Webb prova a fare “Il laureato” a New York

mercoledì 1 novembre 2017


Tom, get your plane right on time, I know your part'll go fine fly down to Mexico, do-n-do-d-do-n-do and here I am, the only living boy in New York”.

Questa moda di costruire le trame e dare i nomi ai protagonisti dei film partendo da note canzoni come l’omonima e indimenticabile di Simon & Garfunkel (“The only living boy in New York”) può essere in certi casi considerata una scorciatoia verso il successo. Quantomeno uno specchietto per le allodole.

Forse però, benché la cosa sia stata così concepita e costruita scientificamente anche nel caso del film di Marc Webb presentato alla Festa del cinema di Roma, per una volta si può perdonare la furbata. Magari anche perché nel caso in questione la trovata è riuscita.

Tom, il figlio di un editore, è alla continua ricerca di se stesso. Sognando un’agnizione sulla propria vita e su quella dei suoi genitori: un padre di successo con un’amante giovane che poi avrà un flirt anche con lui, e una madre costantemente depressa. Più una quasi fidanzata di colore che lavora in una libreria alla moda di New York e che tanto assomiglia a una Angela Davis della porta accanto. Insomma, un bel film su New York, costruito con un colonna sonora fatta di “A whiter shade of pale”, Lou Reed, e naturalmente l’attesa canzone di Simon & Garfunkel. Una New York che forse esiste solo nei film di Woody Allen, dove sono tutti ricchi, famosi e... falsi.

L’ambiente è quello rassicurante e inarrivabile delle grande case editrici. Tom incontra per caso questo vicino di casa apparentemente invadente che diventerà il suo consigliere. Alla fine nulla è veramente come appare: la madre non è depressa, il padre non è quello vero anche se fa tutto per lui, il vicino non è lì per caso, e Tom è meno ingenuo di quel che pensa lui e di quello che gli altri pensano di lui.

E anche la fidanzata di colore non cadrà tra le sue braccia proprio quando si deciderebbe a farlo e capisce invece che non desidererebbe altro.
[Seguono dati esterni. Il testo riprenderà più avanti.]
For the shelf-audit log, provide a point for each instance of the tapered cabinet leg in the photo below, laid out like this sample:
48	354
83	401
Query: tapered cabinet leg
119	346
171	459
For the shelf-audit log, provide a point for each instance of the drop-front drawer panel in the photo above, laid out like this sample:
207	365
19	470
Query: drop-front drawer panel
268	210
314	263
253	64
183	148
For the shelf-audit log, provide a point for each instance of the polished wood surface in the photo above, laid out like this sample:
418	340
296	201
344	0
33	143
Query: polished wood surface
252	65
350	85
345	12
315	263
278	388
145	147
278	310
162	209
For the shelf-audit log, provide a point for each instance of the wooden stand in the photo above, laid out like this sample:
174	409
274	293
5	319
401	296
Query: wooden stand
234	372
Tom è diventato come tutti gli altri, cioè come il padre, la madre e l’amante del padre (e anche quello della madre): un ipocrita arrivista. E, stranamente, anche nella New York democratica di Barack Obama e Woody Allen alla fine sarà una nera a rimetterci. Forse una svista del regista che ha approfittato di uno stereotipo per dare un po’ di agrodolce a uno scontato lieto fine? Vallo a sapere.
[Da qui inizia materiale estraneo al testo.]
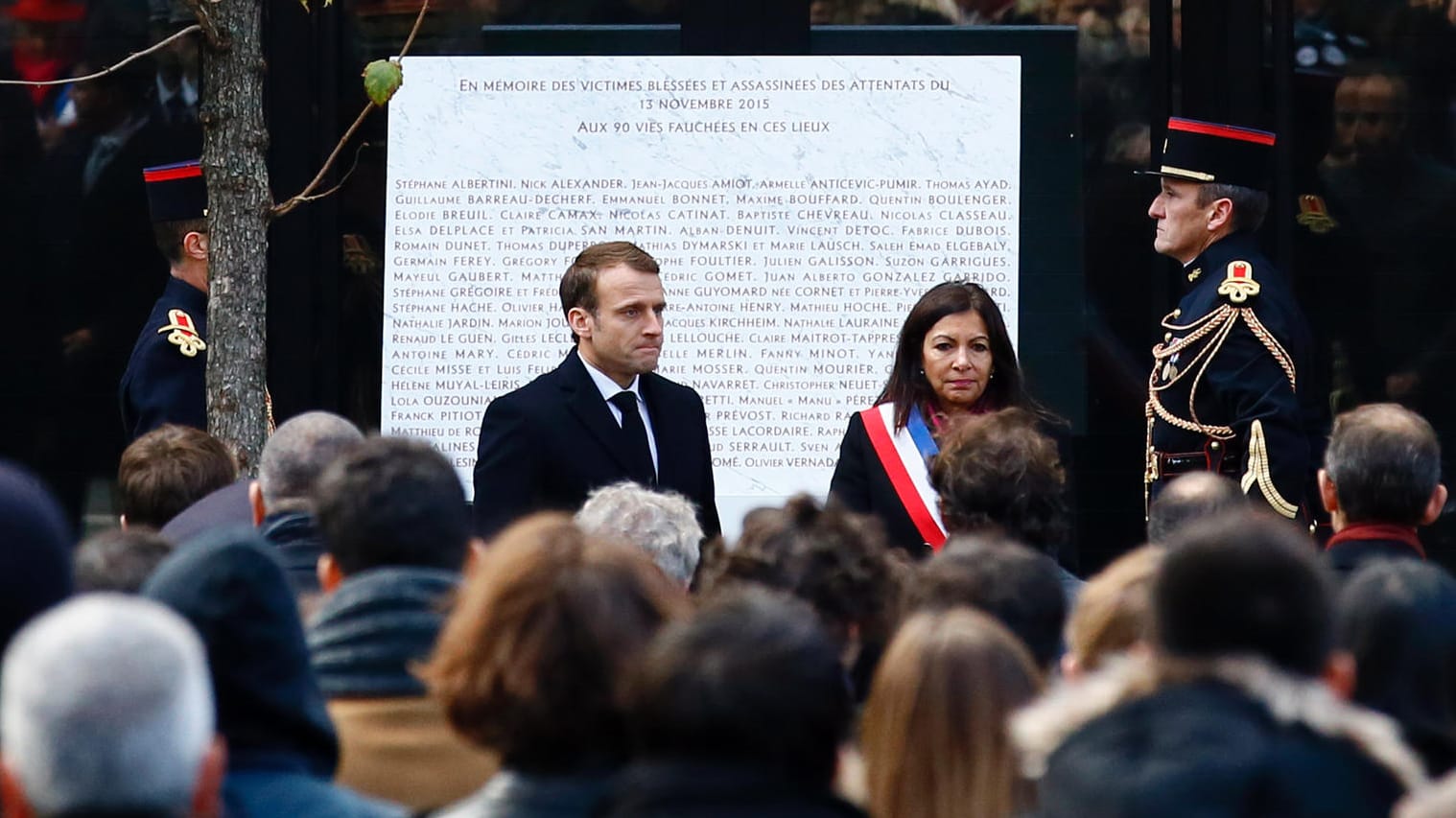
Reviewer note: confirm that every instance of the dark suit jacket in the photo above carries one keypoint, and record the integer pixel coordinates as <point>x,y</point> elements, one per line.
<point>552,441</point>
<point>862,485</point>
Il film, comunque, merita. Adesso aspettiamo il sequel, magari con una trama basata su “Bridge over troubled water”. Non dovrebbe essere difficile a Webb e al suo team di sceneggiatori trovare qualcosa di appropriato. Per vestire la trama e dare un pretesto ai  fan nostalgici dei vari “Concert in Central Park” di correre di nuovo al cinema per attendere la canzone di Simon & Garfunkel all’interno della colonna sonora.